# Chester city park info...



## Bad Bub (Jan 17, 2006)

Just to give everyone a heads up that launch out of Chester City Park...


----------



## Doboy (Oct 13, 2008)

Thanks Bub! 
& I only launch there like twice a season,,,,, NOT worth that!
Bummer,,,,, I'd guess, now every other 'city' will soon follow suit. 
I hope that they CHARGE the kids using the swings,,,,, & the pic-nikers, per table,,,, the bank fishermen,,,,, & put in a coin operated CRAPPER TOO! Everyone should SHARE, RIGHT?
Gotta launch at Liverpool & or the Beavers,,,,,,,,,,,,, Maybe a bummer for that new bait shop?
& now I hear that 'REDS' is closing!????


----------



## Bad Bub (Jan 17, 2006)

Doboy said:


> Thanks Bub!
> & I only launch there like twice a season,,,,, NOT worth that!
> Bummer,,,,, I'd guess, now every other 'city' will soon follow suit.
> I hope that they CHARGE the kids using the swings,,,,, & the pic-nikers, per table,,,, the bank fishermen,,,,, & put in a coin operated CRAPPER TOO! Everyone should SHARE, RIGHT?
> ...


Discrimination is alive and well it appears... everyone I've talked to has said that those parking with trailers at the launch ramp will be the only ones being charged a fee... guess it's time to get into basketball again? They'll have a nice new court at our expense in no time.


----------



## bud690 (Jun 23, 2009)

That's a bummer. I liked launching there. Oh well, beaver Creek is closer to me anyhow. But I can't launch beaver till the dock is in because my boat is to big. Don't feel like putting a sticker on my trailer to launch at chester.


----------



## chasmo (Jun 17, 2012)

i thought this was an annual fee. thats not bad at all compared to some others


----------



## Doboy (Oct 13, 2008)

bud690 said:


> That's a bummer. I liked launching there. Oh well, beaver Creek is closer to me anyhow. But I can't launch beaver till the dock is in because my boat is to big. Don't feel like putting a sticker on my trailer to launch at chester.

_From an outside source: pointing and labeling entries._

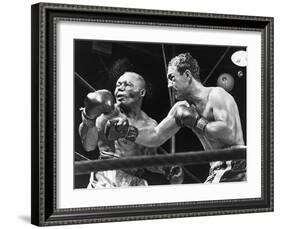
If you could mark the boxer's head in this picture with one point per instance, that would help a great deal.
(130, 89)
(182, 70)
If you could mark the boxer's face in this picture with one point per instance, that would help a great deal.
(178, 82)
(129, 89)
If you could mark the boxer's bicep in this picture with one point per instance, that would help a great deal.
(222, 127)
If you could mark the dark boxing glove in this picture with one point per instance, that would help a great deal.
(120, 128)
(98, 102)
(175, 175)
(188, 117)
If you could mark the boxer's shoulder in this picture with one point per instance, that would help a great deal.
(147, 121)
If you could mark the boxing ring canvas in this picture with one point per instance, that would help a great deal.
(80, 49)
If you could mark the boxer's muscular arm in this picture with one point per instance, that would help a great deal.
(154, 136)
(224, 112)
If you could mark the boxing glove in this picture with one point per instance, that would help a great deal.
(120, 128)
(189, 117)
(175, 175)
(97, 103)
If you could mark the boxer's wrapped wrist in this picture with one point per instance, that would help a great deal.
(201, 124)
(132, 134)
(89, 122)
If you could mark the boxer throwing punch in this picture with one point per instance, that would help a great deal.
(113, 128)
(210, 112)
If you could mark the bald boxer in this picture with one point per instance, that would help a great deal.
(113, 128)
(210, 112)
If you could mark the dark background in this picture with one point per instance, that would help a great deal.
(100, 63)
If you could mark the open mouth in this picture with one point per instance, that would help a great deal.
(120, 97)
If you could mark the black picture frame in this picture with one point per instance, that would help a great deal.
(44, 211)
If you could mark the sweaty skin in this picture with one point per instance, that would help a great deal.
(213, 103)
(129, 93)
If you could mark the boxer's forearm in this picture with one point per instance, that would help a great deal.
(89, 137)
(156, 136)
(219, 130)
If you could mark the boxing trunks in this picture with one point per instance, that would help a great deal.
(115, 178)
(227, 171)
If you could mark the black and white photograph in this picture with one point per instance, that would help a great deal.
(172, 114)
(144, 114)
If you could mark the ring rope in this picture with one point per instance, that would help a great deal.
(184, 158)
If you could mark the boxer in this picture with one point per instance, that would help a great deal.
(210, 112)
(113, 128)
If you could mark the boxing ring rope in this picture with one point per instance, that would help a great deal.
(179, 159)
(80, 157)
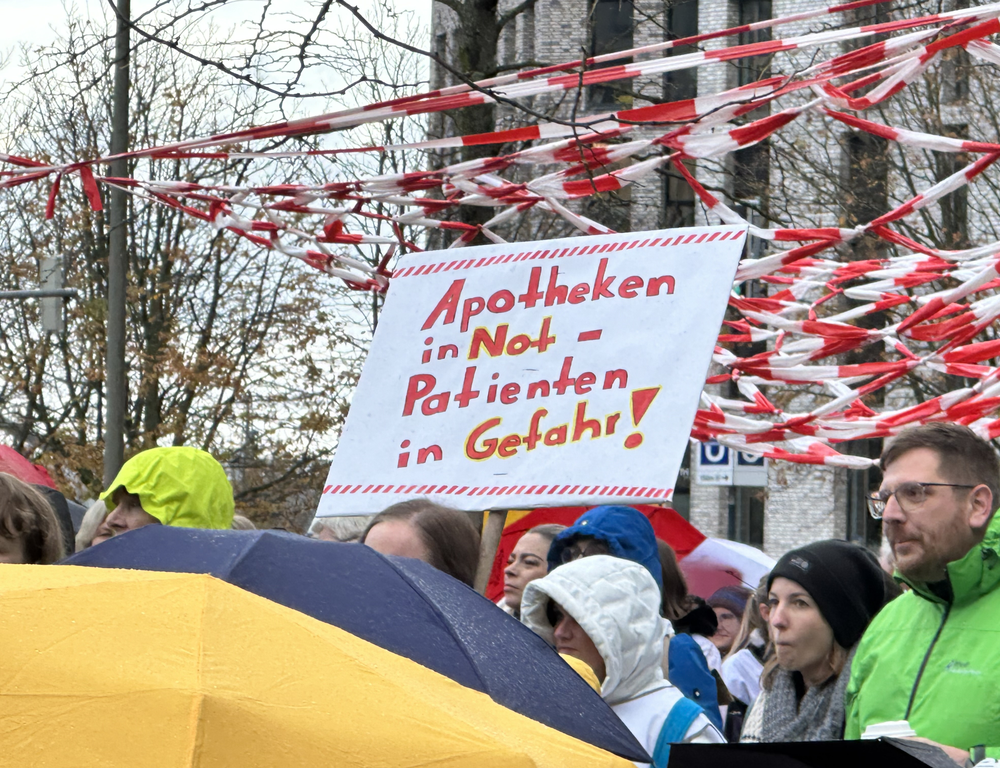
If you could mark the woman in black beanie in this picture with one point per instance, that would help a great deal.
(820, 599)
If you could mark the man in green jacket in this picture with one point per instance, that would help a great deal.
(932, 656)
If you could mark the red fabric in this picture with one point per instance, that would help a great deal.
(15, 464)
(667, 524)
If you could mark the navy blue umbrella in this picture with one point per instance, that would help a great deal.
(402, 605)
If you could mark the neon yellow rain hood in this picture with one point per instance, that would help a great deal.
(179, 486)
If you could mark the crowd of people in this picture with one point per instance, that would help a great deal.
(830, 645)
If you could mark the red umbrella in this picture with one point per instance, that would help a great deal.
(15, 464)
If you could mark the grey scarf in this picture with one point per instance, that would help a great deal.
(819, 716)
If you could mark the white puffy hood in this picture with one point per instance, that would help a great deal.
(617, 603)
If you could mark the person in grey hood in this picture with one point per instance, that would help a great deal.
(606, 611)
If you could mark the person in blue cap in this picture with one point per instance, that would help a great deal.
(617, 531)
(626, 533)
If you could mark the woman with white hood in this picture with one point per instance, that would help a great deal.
(606, 611)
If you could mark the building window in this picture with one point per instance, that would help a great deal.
(682, 21)
(880, 13)
(751, 175)
(746, 515)
(861, 527)
(611, 30)
(678, 198)
(866, 178)
(753, 68)
(955, 205)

I was there last week (Beaver Creek) & they just got done cleaning the mud off of the ramp. 
I Was told that the dock was getting new boards & would be in soon.


----------



## richm5898 (Dec 7, 2005)

Doboy said:


> I was there last week (Beaver Creek) & they just got done cleaning the mud off of the ramp.
> I Was told that the dock was getting new boards & would be in soon.


docks are in as of 4-29-17


----------



## Bad Bub (Jan 17, 2006)

chasmo said:


> i thought this was an annual fee. thats not bad at all compared to some others


Where else do you pay to launch that isn't privately owned?


----------



## bassguy72 (Apr 14, 2011)

What a money grab


----------



## Tritonyounggun (May 4, 2015)

That's bs I agree they should charge to enter the park all together instead of having us pay for the new playground equipment and new basketball court instead try using the money to go towards the ones that's paying the money


----------